US Airways executives embraced the new flights as recognizing a broader change in South Florida as more people with Latin American and Caribbean roots move north from their traditional stronghold in Miami-Dade County.
''The reality is, most of the traffic today [to that region] flies in and out of Miami,'' said B. Ben Baldanza, senior vice president of marketing at US Airways. Miami International Airport accounts for 1,232 flights to Latin America and the Caribbean each week, compared to about 400 from Fort Lauderdale.
Baldanza said ''demographic shifts'' made Fort Lauderdale an attractive gateway for people flying between the United States and the Caribbean Basin to visit friends and family. US Airways will continue flying passengers from the Northeast bound for Caribbean vacations through hubs in Charlotte, N.C., and Philadelphia, a spokeswoman said.
Though passengers will be routed through Fort Lauderdale on their way to the new Latin American destinations, US Airways does not plan on bestowing the ''hub'' title on Fort Lauderdale, which instead will become a ``focus city.''
''The difference between a focus city and a hub is the emphasis on the local market,'' said Amy Kudwa, manager of public relations for US Airways.
Barring expansion by competitors, the US Airways plans would vault it from Fort Lauderdale-Hollywood's fifth-largest carrier to the No. 1 slot at the airport. Domestic flights would increase from 19 a day to 48 when the first phase of the plan launches in February, with another 10 international routes added per day, according to airport and airline figures.

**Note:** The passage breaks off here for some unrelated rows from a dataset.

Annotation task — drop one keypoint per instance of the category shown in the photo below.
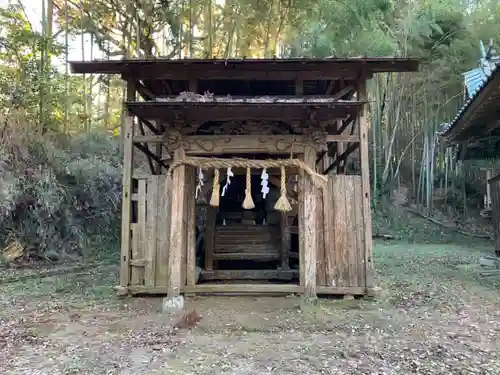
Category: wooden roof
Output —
(200, 109)
(328, 68)
(479, 118)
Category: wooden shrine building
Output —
(476, 131)
(258, 179)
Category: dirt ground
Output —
(436, 315)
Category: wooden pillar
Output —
(128, 162)
(210, 237)
(285, 241)
(308, 236)
(191, 227)
(177, 227)
(365, 186)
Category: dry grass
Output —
(436, 316)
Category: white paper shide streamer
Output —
(264, 177)
(229, 174)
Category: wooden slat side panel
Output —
(359, 231)
(351, 248)
(163, 231)
(320, 255)
(151, 230)
(340, 228)
(329, 233)
(495, 207)
(134, 271)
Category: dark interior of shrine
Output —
(248, 240)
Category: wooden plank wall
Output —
(341, 249)
(495, 209)
(150, 232)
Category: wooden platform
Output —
(208, 275)
(247, 242)
(250, 289)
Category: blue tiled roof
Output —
(477, 86)
(474, 80)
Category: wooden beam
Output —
(212, 74)
(143, 91)
(342, 138)
(343, 157)
(221, 144)
(191, 227)
(143, 148)
(345, 123)
(277, 183)
(285, 241)
(210, 237)
(197, 113)
(365, 189)
(249, 274)
(128, 160)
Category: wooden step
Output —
(207, 275)
(261, 256)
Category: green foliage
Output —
(63, 200)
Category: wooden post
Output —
(308, 243)
(177, 227)
(191, 227)
(285, 241)
(128, 161)
(365, 186)
(210, 237)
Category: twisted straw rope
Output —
(318, 180)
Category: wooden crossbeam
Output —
(343, 157)
(142, 147)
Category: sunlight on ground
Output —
(435, 314)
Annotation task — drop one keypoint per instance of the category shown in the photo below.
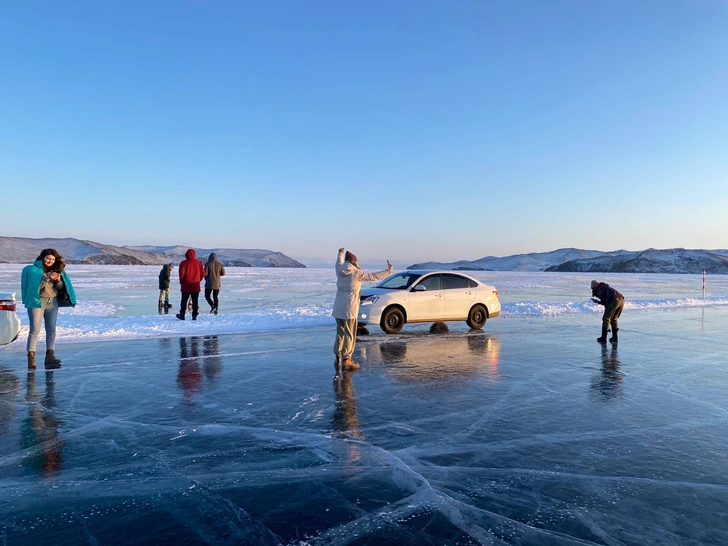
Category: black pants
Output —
(214, 291)
(195, 303)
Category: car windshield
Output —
(401, 281)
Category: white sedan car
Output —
(427, 296)
(9, 321)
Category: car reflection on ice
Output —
(426, 358)
(427, 296)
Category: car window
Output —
(431, 283)
(401, 281)
(454, 281)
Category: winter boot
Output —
(51, 362)
(349, 364)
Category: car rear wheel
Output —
(392, 320)
(477, 317)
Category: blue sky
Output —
(412, 130)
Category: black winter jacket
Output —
(164, 276)
(605, 294)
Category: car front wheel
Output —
(392, 320)
(477, 317)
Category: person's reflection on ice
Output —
(189, 377)
(41, 428)
(212, 362)
(345, 422)
(608, 384)
(10, 388)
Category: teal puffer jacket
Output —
(30, 281)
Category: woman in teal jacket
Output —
(41, 283)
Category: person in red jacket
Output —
(191, 273)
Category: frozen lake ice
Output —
(234, 430)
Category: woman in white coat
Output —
(349, 277)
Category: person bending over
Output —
(613, 302)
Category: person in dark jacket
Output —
(613, 302)
(191, 274)
(213, 271)
(41, 283)
(165, 276)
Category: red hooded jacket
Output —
(191, 273)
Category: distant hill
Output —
(536, 261)
(76, 251)
(676, 260)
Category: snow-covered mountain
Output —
(674, 260)
(25, 250)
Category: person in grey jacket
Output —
(349, 277)
(213, 271)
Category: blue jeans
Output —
(47, 312)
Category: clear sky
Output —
(409, 130)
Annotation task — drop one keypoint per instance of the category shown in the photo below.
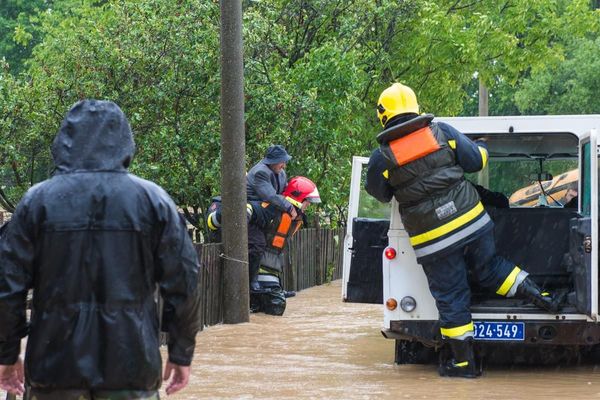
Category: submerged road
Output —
(322, 348)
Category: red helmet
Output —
(299, 189)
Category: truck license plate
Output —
(499, 331)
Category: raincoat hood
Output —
(95, 135)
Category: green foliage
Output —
(313, 72)
(570, 87)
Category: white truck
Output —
(557, 245)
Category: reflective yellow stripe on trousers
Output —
(460, 332)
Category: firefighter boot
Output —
(531, 291)
(462, 363)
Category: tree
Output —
(314, 69)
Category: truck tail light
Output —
(390, 253)
(391, 304)
(408, 304)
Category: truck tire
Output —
(409, 352)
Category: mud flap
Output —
(580, 262)
(365, 281)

In all, about two million extra passengers would come through the Fort Lauderdale airport each year, increasing the yearly total of 20 million by about 10 percent and requiring more screeners, Customs inspectors and other staff, said Tom R. Jargiello, director of aviation for Broward County.
He said those requests have been made to the federal agencies responsible for those duties. The Broward County Commission must approve US Airways' request to lease all or part of five additional gates to handle the new flights; the county expects another $5 million in fees and rent from the airline each year.
Baldanza said a bankruptcy filing by US Airways would not alter its Fort Lauderdale expansion, though some analysts are questioning whether the airline can avoid liquidation.
A bid for South Florida's Latin America and Caribbean travelers would play into US Airways' low-fare game plan.
The so-called friends-and-family niche for international travel is notoriously price sensitive, offering slim profit margins and demanding bargain fares, said Stuart Klaskin, an aviation consultant and partner in KKC Aviation Consulting in Coral Gables.
But with JetBlue, Spirit and the other discount carriers expanding into the Caribbean and Latin America, analysts saw the US Airways plan as a move to get ahead of its low-fare competition before they again batter the airline in another market.
''They are looking for places where JetBlue is not beating them up,'' said William Alderman, president of Alderman and Co., an investment banking firm specializing in airline deals and based in South Norwalk, Conn. ``Give it time.''
Analysts also saw the US Airways move as embracing optimism at a time of acute worry about US Airways' future.
''I see this as a signal to the naysayers among us out there -- like me -- that they're still vibrant, still competitive, still looking for long-term strategies,'' Klaskin said.